When the Cleveland Cavaliers swung a blockbuster trade for Donovan Mitchell last summer, they announced themselves as a serious player in the Eastern Conference. Seven months later, that status was officially confirmed, as the Cavs clinched a spot in the playoffs with 108-91 win over the Houston Rockets.
This is the first time that the Cavs have made the playoffs since 2018, which was the third-longest active drought in the league behind the Charlotte Hornets (seven seasons) and the soon-to-be-playoff-bound Sacramento Kings (17 seasons). In addition, the Cavs will soon play postseason basketball without LeBron James for the first time since 1998. If they can win their first-round series, it will be their first series win without James since 1993.
“Organizationally, this is a big deal,” Cavaliers coach J.B. Bickerstaff said. “To come from where we came from and every year continue to take steps in the right direction and positive direction. All the hard work that people in this organization put in to help get us here should be acknowledged.”

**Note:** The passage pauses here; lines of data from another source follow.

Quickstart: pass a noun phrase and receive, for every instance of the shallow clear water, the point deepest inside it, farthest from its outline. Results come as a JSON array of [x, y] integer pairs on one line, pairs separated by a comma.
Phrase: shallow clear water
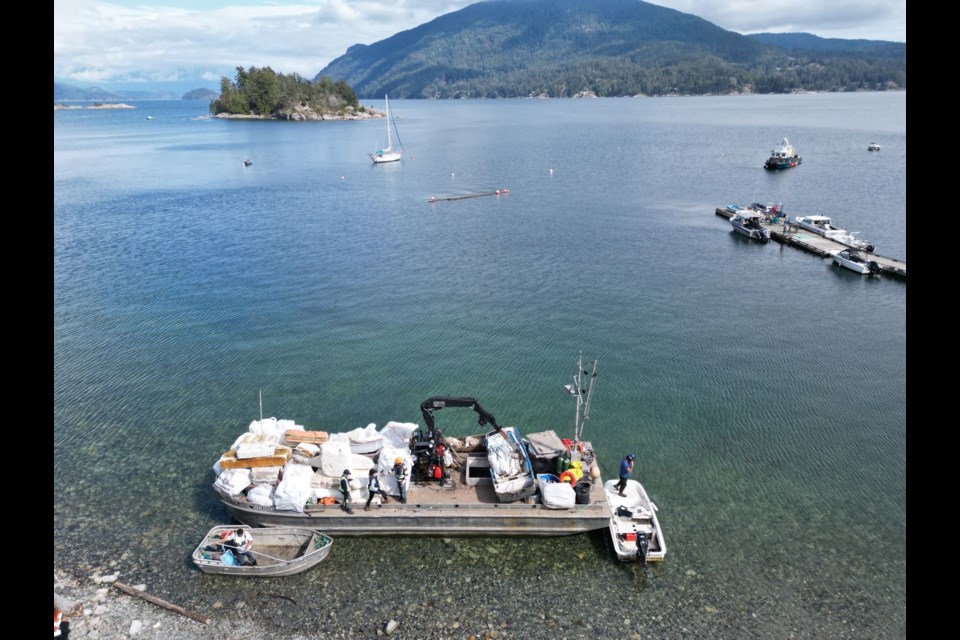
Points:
[[762, 388]]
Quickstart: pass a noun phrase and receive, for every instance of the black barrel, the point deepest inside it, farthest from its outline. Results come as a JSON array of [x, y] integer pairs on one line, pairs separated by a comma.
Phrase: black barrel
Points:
[[582, 490]]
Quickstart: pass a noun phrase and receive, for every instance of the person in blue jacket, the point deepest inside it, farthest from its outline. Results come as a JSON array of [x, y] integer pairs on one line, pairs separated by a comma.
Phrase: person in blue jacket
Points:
[[626, 468]]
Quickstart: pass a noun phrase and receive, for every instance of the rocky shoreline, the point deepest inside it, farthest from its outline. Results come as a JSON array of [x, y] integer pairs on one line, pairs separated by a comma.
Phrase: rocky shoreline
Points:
[[119, 105], [301, 114]]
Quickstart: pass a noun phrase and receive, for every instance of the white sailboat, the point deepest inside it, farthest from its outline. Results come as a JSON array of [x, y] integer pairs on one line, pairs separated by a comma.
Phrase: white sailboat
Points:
[[388, 153]]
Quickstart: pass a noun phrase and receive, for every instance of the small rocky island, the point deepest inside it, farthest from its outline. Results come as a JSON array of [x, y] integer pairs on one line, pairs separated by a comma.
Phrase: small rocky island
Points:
[[263, 94]]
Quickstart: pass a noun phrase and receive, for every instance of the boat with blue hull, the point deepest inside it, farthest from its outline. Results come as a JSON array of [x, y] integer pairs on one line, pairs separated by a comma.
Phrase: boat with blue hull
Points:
[[783, 156]]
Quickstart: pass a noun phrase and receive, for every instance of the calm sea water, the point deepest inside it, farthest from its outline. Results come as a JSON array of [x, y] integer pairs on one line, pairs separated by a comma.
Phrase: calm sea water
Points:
[[763, 389]]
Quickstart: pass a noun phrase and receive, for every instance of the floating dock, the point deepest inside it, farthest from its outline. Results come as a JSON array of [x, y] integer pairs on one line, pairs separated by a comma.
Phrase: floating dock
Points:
[[468, 195], [819, 245], [464, 509]]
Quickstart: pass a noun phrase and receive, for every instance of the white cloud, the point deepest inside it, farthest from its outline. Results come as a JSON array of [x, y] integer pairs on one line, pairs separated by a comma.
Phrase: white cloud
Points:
[[146, 40]]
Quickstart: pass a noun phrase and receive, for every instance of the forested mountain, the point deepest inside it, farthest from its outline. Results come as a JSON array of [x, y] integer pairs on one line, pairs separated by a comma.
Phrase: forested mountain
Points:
[[200, 94], [558, 48], [810, 42], [69, 92]]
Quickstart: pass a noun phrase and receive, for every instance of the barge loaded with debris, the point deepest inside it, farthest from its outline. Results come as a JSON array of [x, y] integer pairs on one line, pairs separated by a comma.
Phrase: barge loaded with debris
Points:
[[499, 483]]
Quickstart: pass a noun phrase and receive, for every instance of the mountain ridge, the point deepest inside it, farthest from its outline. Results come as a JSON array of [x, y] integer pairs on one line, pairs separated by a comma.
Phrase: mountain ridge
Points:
[[562, 48]]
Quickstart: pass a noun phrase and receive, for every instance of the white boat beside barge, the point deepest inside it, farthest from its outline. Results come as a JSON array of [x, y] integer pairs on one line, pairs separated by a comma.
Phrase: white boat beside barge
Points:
[[823, 225], [461, 500], [749, 223], [634, 528], [856, 261], [280, 551]]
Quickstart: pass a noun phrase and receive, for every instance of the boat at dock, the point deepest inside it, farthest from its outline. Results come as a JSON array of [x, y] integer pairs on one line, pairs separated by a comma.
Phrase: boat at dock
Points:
[[823, 225], [634, 528], [280, 551], [856, 261], [749, 224], [783, 156], [477, 485]]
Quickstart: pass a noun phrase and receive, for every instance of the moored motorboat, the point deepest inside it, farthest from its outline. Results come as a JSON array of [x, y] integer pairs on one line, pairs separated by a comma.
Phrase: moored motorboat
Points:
[[823, 225], [634, 528], [856, 261], [749, 223], [279, 551], [783, 156]]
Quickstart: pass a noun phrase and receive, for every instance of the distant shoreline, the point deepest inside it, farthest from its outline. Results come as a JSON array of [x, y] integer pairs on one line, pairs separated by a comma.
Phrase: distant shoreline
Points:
[[118, 105], [304, 115]]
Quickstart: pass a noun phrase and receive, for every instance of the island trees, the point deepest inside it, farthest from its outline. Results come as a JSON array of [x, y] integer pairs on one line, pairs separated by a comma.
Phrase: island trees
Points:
[[264, 92]]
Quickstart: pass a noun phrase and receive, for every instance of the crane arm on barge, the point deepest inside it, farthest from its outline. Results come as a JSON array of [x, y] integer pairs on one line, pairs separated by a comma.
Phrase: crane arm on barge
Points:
[[428, 406]]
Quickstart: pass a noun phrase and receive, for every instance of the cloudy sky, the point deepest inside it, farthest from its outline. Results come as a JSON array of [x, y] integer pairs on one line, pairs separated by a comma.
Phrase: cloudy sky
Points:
[[108, 42]]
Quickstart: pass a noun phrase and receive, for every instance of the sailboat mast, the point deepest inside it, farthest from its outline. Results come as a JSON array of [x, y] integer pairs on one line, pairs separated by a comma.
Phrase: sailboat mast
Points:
[[386, 103], [583, 404]]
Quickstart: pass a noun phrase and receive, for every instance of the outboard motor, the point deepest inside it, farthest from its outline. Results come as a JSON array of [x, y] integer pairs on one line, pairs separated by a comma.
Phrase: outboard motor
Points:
[[642, 546]]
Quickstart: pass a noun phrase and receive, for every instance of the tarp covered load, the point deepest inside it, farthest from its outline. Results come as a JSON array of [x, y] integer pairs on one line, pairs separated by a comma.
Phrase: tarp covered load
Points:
[[281, 456], [272, 426], [294, 490], [388, 457], [509, 466], [555, 494], [261, 494], [233, 481], [545, 444], [294, 437], [397, 434], [265, 475]]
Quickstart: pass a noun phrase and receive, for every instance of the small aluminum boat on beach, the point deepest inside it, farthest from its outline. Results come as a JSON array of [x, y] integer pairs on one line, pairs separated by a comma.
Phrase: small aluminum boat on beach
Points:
[[280, 551], [634, 529]]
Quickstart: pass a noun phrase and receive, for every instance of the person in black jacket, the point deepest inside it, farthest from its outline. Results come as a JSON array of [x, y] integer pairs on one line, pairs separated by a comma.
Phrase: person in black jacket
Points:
[[373, 487], [345, 490], [400, 471]]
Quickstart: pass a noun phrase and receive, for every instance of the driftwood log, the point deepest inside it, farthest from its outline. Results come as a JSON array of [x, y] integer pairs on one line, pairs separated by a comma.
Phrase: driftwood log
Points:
[[161, 603], [65, 604]]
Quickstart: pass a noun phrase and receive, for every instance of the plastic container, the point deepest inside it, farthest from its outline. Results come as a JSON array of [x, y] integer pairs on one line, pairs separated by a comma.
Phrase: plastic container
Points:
[[582, 490]]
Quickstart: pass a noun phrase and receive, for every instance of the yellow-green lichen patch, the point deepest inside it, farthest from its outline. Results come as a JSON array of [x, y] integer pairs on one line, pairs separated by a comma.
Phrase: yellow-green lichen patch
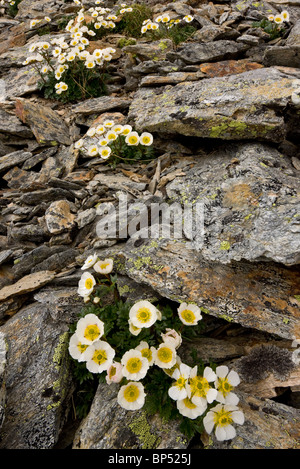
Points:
[[141, 428], [225, 246]]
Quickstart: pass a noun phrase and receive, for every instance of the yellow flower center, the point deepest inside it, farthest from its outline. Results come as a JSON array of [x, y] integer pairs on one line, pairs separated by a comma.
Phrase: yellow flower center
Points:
[[222, 418], [188, 316], [131, 393], [88, 283], [81, 347], [144, 315], [92, 332], [189, 404], [224, 386], [199, 386], [146, 352], [99, 357], [180, 383], [164, 354], [146, 139], [133, 139], [112, 371], [134, 365]]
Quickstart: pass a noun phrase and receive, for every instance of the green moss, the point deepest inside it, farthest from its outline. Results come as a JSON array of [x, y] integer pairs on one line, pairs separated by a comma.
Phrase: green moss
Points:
[[225, 246], [60, 350], [141, 428], [232, 128]]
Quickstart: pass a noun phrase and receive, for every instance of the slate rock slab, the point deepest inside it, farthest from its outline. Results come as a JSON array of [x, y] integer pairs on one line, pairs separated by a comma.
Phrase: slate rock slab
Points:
[[236, 107], [47, 125], [250, 194]]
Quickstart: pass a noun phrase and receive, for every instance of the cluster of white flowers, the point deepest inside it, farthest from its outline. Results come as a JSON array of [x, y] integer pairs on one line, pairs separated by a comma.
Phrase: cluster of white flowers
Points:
[[193, 392], [149, 25], [109, 132], [280, 18]]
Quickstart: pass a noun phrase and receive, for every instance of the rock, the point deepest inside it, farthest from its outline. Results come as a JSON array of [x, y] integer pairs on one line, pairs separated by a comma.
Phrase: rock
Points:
[[193, 53], [86, 217], [29, 260], [48, 127], [59, 218], [156, 50], [228, 67], [57, 261], [236, 107], [100, 105], [258, 295], [108, 426], [13, 159], [10, 124], [248, 204], [19, 82], [27, 284], [3, 353], [287, 56], [28, 232], [48, 195], [40, 374], [268, 425]]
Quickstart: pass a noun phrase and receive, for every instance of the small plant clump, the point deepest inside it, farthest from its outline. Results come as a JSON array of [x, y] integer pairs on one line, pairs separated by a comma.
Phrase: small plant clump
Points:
[[116, 142], [274, 24], [178, 30], [136, 346], [11, 6]]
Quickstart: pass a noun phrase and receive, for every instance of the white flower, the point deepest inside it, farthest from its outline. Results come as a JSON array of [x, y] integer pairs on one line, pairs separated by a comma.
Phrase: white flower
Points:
[[93, 150], [221, 418], [104, 267], [170, 372], [90, 64], [89, 329], [189, 314], [173, 337], [99, 356], [86, 284], [146, 139], [147, 352], [108, 123], [225, 383], [118, 128], [100, 129], [132, 138], [143, 314], [79, 143], [77, 349], [114, 373], [105, 152], [165, 356], [188, 409], [89, 262], [278, 19], [111, 136], [126, 129], [178, 390], [131, 396], [103, 142], [135, 366], [91, 132], [199, 390], [134, 330]]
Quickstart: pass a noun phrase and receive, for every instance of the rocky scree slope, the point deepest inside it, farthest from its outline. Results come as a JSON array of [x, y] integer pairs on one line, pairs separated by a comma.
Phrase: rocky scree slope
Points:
[[224, 110]]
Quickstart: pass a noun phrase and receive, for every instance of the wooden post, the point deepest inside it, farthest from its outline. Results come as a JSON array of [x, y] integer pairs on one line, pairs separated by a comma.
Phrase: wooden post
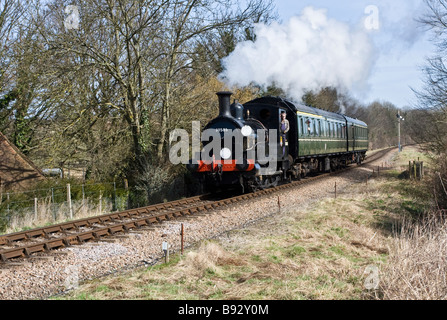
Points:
[[35, 209], [70, 207], [182, 232], [335, 189], [53, 207], [7, 201], [115, 207], [100, 201], [1, 191]]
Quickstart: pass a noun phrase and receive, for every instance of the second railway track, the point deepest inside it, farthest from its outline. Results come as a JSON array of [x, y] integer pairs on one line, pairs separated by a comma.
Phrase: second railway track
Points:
[[26, 243]]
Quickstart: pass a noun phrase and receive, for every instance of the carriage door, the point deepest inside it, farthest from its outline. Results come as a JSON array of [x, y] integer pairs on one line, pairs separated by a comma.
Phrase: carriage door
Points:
[[284, 128]]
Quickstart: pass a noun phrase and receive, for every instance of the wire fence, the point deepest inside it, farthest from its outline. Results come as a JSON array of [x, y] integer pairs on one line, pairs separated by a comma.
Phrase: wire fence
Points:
[[26, 209]]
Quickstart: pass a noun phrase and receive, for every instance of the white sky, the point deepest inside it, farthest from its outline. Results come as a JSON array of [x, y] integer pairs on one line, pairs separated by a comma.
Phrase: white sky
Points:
[[401, 44]]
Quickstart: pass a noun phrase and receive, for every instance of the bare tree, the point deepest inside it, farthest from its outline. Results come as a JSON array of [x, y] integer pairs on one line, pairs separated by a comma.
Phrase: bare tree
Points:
[[190, 23]]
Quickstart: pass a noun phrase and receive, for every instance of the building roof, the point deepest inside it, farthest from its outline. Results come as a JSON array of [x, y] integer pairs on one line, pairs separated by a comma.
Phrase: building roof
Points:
[[16, 170]]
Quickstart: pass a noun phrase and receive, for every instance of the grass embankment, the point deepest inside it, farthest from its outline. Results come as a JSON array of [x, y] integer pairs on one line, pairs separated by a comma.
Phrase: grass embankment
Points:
[[344, 248]]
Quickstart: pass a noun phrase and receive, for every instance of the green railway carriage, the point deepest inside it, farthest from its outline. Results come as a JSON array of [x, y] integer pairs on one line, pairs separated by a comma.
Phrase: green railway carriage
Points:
[[304, 140], [318, 140]]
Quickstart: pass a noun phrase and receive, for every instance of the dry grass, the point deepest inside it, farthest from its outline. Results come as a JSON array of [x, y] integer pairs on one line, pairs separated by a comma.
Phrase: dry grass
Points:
[[48, 213], [417, 267], [327, 249]]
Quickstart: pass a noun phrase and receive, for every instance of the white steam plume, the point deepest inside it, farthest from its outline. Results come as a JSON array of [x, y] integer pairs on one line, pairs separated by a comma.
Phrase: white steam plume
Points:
[[309, 52]]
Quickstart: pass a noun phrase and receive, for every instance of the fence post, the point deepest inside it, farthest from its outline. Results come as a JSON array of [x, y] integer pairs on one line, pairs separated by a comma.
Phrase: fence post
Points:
[[1, 190], [35, 209], [70, 208], [53, 207], [100, 201], [115, 207]]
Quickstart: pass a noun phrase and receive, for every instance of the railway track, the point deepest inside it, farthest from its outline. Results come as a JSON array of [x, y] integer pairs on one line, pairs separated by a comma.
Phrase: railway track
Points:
[[26, 243]]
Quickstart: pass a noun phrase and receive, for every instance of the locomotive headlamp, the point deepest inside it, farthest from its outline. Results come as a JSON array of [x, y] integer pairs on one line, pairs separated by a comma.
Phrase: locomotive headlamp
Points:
[[225, 153], [246, 131]]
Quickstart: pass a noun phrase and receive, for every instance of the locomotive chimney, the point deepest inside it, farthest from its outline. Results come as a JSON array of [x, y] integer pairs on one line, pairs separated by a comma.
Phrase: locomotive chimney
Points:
[[224, 103]]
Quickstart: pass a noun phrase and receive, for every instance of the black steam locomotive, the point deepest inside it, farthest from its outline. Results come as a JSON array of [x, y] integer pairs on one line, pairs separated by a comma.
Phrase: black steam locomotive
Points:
[[271, 140]]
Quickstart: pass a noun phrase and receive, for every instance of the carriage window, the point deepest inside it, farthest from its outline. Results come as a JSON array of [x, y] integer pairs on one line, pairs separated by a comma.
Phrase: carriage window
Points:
[[309, 129], [265, 114], [303, 131]]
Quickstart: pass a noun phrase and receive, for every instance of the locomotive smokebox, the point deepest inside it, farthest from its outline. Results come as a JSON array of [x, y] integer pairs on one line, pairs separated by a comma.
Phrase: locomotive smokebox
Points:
[[224, 103]]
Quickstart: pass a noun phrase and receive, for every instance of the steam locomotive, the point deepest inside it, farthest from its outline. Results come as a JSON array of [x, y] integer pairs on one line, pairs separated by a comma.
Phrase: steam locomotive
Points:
[[271, 140]]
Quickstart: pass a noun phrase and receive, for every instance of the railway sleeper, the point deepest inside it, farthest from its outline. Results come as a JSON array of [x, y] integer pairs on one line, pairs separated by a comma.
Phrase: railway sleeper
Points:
[[12, 253]]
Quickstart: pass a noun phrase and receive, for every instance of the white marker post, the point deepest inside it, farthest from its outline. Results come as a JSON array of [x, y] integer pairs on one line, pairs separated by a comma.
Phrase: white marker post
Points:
[[165, 248]]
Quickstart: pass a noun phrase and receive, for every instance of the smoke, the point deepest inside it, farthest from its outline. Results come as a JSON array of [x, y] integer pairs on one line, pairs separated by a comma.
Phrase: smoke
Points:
[[309, 52]]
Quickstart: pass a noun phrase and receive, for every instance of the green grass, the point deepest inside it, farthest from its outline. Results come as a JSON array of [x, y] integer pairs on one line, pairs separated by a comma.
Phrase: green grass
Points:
[[317, 252]]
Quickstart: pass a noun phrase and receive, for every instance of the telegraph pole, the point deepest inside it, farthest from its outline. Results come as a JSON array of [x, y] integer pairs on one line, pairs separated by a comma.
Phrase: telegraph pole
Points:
[[398, 129], [399, 118]]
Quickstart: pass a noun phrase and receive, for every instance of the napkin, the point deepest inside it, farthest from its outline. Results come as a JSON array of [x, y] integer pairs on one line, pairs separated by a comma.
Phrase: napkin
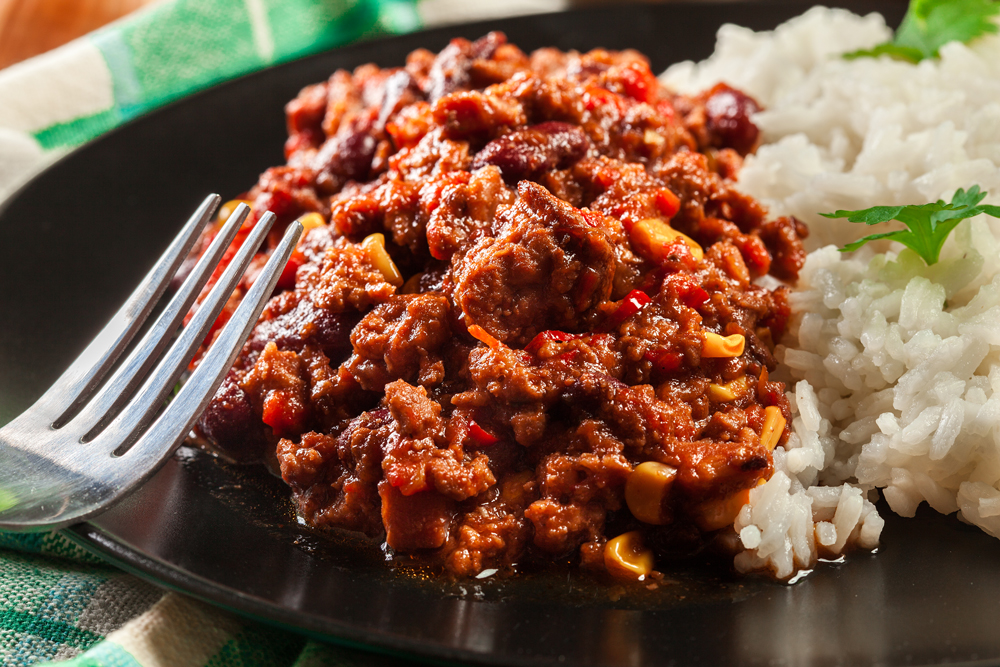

To this point, Cleveland’s professional basketball history has been so intertwined with James that its most well-known moment without The King may be when Michael Jordan hit “The Shot” over Craig Ehlo in the 1989 playoffs. From their inception in 1970 to James’ arrival in 2003, the Cavaliers won just four playoff series; by James’ fourth season they had doubled that total. When James left in 2011, they won 97 total games in the next four seasons without him; when he came back in 2015, they went to four consecutive Finals and won the title in 2016. And in the first four seasons after James left again in 2018, they won 104 total games.
Now, finally, they have a team that can write its own history. It was fitting that Mitchell had 22 points in the playoff-clinching win, as he’s been the main man for them all season long and has elevated them to another level. At the same time, the fact that he wasn’t their leading scorer and four other players finished in double figures is why there’s so much excitement about both the present and future in Cleveland.
Jarrett Allen led the way with 24 points and 14 rebounds, Evan Mobley went for 19 points, seven rebounds, five assists and three blocks, and Darius Garland added 17 points and eight assists; all three of them are 25 years old or younger, and Mitchell is only 26 himself. Even better, they’re all under contract through at least 2025.
“Our guys have bought in to something bigger than themselves,” Bickerstaff said. “It’s unique for a young team to do that at such a rapid pace. Typically young guys are so worried about figuring out themselves that the team is secondary; we’ve got a bunch of guys where the team is the primary thing and the only thing.”